Africa Trade and Investment Programme office opened in Accra
USAID Africa Bureau has opened one of its Africa Trade and Investment (ATI) programme offices in Accra.
Being the fourth and final regional programme office on-continent, it is meant to be a strong testament to the agency’s commitment to work with private sector firms across Africa to boost their business eminence and position them as attractive, equal trade and investment partners.
Opened last Thursday, it is in support of Prosper Africa’s goals of increasing trade and investment to and from Africa and the United States.
Prosper Africa is the White House initiative to increase two-way trade and investment between the United States and African countries.
The West Africa Regional Office, USAID’s Trade Team Lead, Patterson Brown, said at the launch that: “The USAID Africa Trade and Investment programme approach is not a one size fits all. Because something has worked in Tanzania or Zambia, does not mean it will be successful in Burkina Faso or Ghana.”
According to him, the programme analyses to build a deep understanding of the local landscape that is used to design trade and investment opportunities to be responsive to local needs and constraints, while building off lessons learned from across the continent.
For his part, Managing Director of African Operations for Prosper Africa, Brinton Bohling, indicated that a lot of the initiative’s thinking had been on how to work with the USAID Regional Missions to better what was previously achieved with the trade hubs.
He encouraged creative and synergistic collaboration so that the missions can leverage regional resources with central funding under the USAID Africa Trade and Investment programme that seeks to deliver on the African Growth and Opportunity Act (AGOA.)
Since its inception in September 2021, the ATI programme has generated thousands of jobs across the African continent and within the United States, delivering billions in exports and investments, mobilising private-sector-driven solutions and creating healthy business environments.
To achieve this, the programme applies a sector-agnostic, continental approach, representing a fundamental shift in how USAID normally programmes resources.
Supply chains cut across regions and countries, with the private sector evaluating the opportunities of markets.
Critically, the programme mirrors the private sector’s approach and enables USAID to be more responsive to private sector needs than ever.
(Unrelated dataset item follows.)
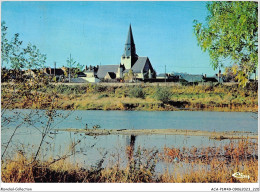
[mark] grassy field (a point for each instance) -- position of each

The choice to position the ATI programme in Ghana is a strategic one because the country is one of the fastest-growing economies in the world according to a release.
Trade accounts for 90 per cent of Ghana’s gross domestic product, but there are many opportunities to increase the competitiveness of Ghanaian firms, particularly within the agri-food sector, which could create more jobs, reduce inequities and increase household incomes.
In West Africa, the ATI programme is already working in Burkina Faso, Chad, Mauritania, Côte d’Ivoire, Benin, Niger, Ghana and Liberia.
In Niger, the programme will address food security and resilience challenges by strengthening Niger’s financial sector and enabling access to capital and inputs for farmers.
In Liberia, the ATI programme is advancing opportunities for partnership that will grow the commercial agricultural sector, especially for women and youth.
The programme will also improve investment in productivity and commercialisation of Liberian agribusinesses.